Chapter 2: The relationship between chromatin and
2.1.1 Discovery of chromatin
In 1880, Walther Flemming observed under a microscope mitotic cells and identified for the first time the chromatin. Histones, which are chromatin’s major components, have been identified 4 years later by Albrecht Kossel. It is only in the 20th century that
in deep functional and structural studies on chromatin can be found. Deoxyribonucleic acid (DNA), another important component of chromatin, has been discovered in bacteria and defined as part of chromosomes and involved in heredity. This new discovery was initially controversial because scientific community was convinced that genes were proteins and heredity transmitted by them. In 1950, DNA has been described as a macromolecule composed of four different nucleotides (A, T, C, G) and its double helix structure has been characterized in 1953 by James Watson and Francis Crick (Figure 15) (Watson and Crick, 1953), receiving the Nobel prize of Medicine in 1962 for their important discovery. More recent studies highlighting molecular structure of chromatin have shown that DNA wraps around particles called nucleosomes while other studies were focused on the dynamic architecture of chromatin and its functions (Olins and Olins, 2003).
2.1.2 Chromatin structure
Chromatin is defined by a mix of one-third of nucleotides (RNA, DNA) and two-thirds of proteins.
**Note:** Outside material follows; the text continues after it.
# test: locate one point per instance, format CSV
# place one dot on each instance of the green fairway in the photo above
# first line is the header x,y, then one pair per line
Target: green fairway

Among these proteins we find histones that represent 50% of them, and “non-histone” proteins. The main characteristic of chromatin is its structural organization. Indeed, primary function of chromatin is to compact DNA in a limited volume in the nucleus. Because of its composition and its structure, chromatin can be involved in other processes such as DNA damage protection, DNA replication or gene expression control.
Figure 15: Double helix structure of DNA.
The four nucleotides interact together through hydrogen bonds: A (adenine) with T (thymine), and C (cytosine) with G (guanine). The backbones (grey) are anti-parallel to each other making the 5’ and 3’ ends of each strand aligned (adapted from Leslie A. Pray, 2008).
In eukaryotes, the basic structural unit of chromatin, called nucleosome, is composed of a nucleosome core particle and an inter-nucleosomic region bound by the linker histone H1. This core particle can be divided in two different elements, a histone octamer and a DNA sequence of around 147 bp wrapping the octamer on 1.7 turns (Luger et al., 1997). Four types of histones are part of the octamer: H2A (14 kDa), H2B (14kDa), H3 (15 kDa) and H4 (11 kDa) and they are all assembled in a hierarchical manner. A central tetramer of histones H3 and H4 (H3-H4)2 is associated with two
peripheric dimers of histones H2A and H2B (H2A-H2B) thanks to interactions between H4 and H2B (Figure 16) (Arents et al., 1991). Finally, a fifth type of histone, the linker histone H1, can physically bind a region of 20 bp between the inter-nucleosomic DNA and the nucleosome and is important for nucleosome stability and chromatin compaction (McGhee and Felsenfeld, 1980).